A cursory look at the federal court process in Illinois

Everything above describes the Illinois state court system, which handles the overwhelming majority of criminal cases. Some cases, though, are charged as federal crimes and move through an entirely separate system worth understanding in outline.

Illinois is divided into three federal trial districts. The Northern District of Illinois, the largest and busiest, is based in Chicago and handles the major federal criminal docket for northeastern Illinois, including the Cook County area. The Central District of Illinois is based in Springfield, covering the middle of the state with court locations in Peoria, Urbana, and Rock Island. The Southern District of Illinois is based in East St. Louis, covering the southern portion of the state.
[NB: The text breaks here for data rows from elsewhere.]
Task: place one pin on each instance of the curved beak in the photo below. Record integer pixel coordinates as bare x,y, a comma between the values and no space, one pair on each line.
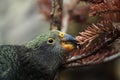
68,42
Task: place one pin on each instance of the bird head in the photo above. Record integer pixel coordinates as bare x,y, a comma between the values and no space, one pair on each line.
54,40
50,50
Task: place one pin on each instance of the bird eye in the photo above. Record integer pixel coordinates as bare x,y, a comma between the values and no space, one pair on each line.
50,41
62,34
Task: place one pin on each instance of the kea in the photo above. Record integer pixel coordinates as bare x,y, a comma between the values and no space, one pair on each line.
38,59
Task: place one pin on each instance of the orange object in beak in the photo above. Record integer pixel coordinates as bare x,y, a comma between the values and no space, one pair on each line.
68,47
68,42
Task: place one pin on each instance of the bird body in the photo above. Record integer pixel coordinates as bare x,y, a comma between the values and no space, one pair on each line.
39,59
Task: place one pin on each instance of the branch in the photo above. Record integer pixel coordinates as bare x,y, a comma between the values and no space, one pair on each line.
56,15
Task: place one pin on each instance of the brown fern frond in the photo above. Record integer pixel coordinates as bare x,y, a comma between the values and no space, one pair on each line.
109,10
44,7
94,1
96,44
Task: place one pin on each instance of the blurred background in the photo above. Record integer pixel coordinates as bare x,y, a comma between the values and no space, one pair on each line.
22,20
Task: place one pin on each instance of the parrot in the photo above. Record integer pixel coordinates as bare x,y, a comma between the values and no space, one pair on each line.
38,59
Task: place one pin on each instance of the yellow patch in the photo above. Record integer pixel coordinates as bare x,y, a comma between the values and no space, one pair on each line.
68,47
62,34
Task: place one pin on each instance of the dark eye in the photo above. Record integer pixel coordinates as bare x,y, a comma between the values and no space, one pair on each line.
50,41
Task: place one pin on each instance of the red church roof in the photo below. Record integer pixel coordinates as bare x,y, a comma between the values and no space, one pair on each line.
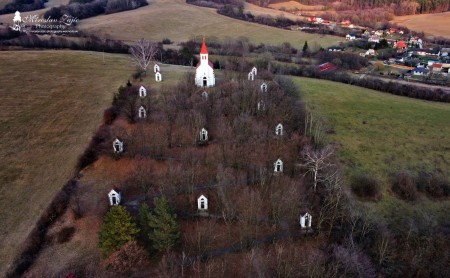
204,50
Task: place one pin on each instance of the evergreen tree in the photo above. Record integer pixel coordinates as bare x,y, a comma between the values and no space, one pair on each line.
305,48
117,229
143,224
165,233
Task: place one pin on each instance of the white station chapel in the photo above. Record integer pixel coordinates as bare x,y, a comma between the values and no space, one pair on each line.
204,74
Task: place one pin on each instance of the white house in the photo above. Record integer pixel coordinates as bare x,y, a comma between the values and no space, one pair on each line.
254,71
142,91
156,68
264,88
117,146
142,113
305,221
158,76
251,76
279,129
205,95
202,203
350,37
203,135
278,166
261,105
369,52
204,74
114,197
420,71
A federal case in Illinois is prosecuted by the United States Attorney's Office for whichever district the case sits in, not by a county State's Attorney, and it is heard by federal judges in those courthouses.

The federal sequence covers the same broad ground you read about above but with its own rules and players. After a federal arrest, the defendant has an initial appearance before a United States magistrate judge, with detention or release decided under the federal Bail Reform Act. Note that the federal system still uses monetary conditions of release in appropriate cases, unlike Illinois's post-SAFE-T Act framework, so a defendant's experience of the pretrial release process is different in federal court. Felony charges are brought by indictment from a federal grand jury. The case proceeds through arraignment, discovery and motions, and either a plea or a trial in United States District Court. Federal sentences are calculated under the United States Sentencing Guidelines, often carry mandatory minimums, are served in federal prison, and there is no parole in the federal system, which makes federal exposure very different from a comparable state charge.
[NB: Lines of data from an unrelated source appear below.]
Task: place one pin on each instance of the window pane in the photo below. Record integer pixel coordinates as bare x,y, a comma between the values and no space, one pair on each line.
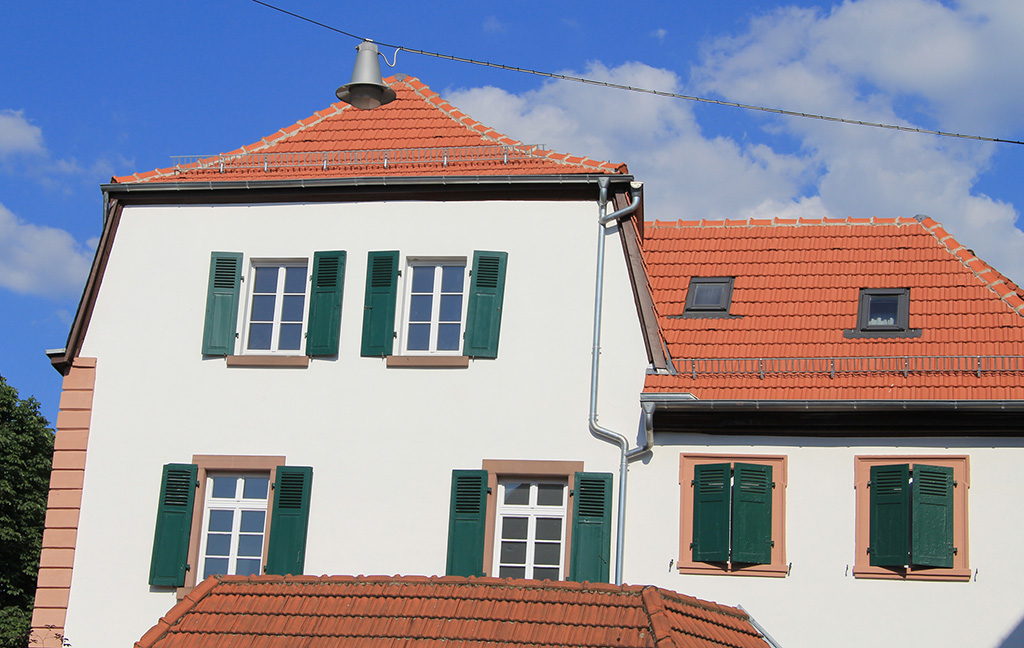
224,487
252,521
546,573
254,488
218,545
291,309
265,281
423,278
215,565
882,310
549,494
516,492
514,528
419,308
419,337
295,279
448,337
291,337
259,336
247,567
548,554
221,521
549,528
453,277
451,308
252,546
514,553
If a federal case in Illinois ends in conviction and is appealed, it does not go to the Illinois Appellate Court or the Illinois Supreme Court. It goes to the United States Court of Appeals for the Seventh Circuit, based in Chicago, which also covers Indiana and Wisconsin. From there the only further step is the United States Supreme Court. Because federal practice is its own world, anyone facing a federal charge in Illinois should make sure their lawyer has real federal court experience.

Where this leaves you

The Illinois court process is long, and the changes that took effect in 2023 have made it different from what many families expect. There is no cash bail to post. The question is whether a judge orders detention or release on conditions, and that decision is made based on safety and flight risk, not on how much money the family can raise. Knowing that from the start changes how you think about the first hearing. Beyond that, the sequence of detention hearing, grand jury or preliminary hearing, arraignment, pretrial, plea or trial, sentencing, and appeal is the map. Get a lawyer involved as early as you can, keep one page with the charges, the court, the next date, and your attorney's contact information, and stay close to your loved one through it. The system is built to make people feel alone. Knowing the map is how you push back against that.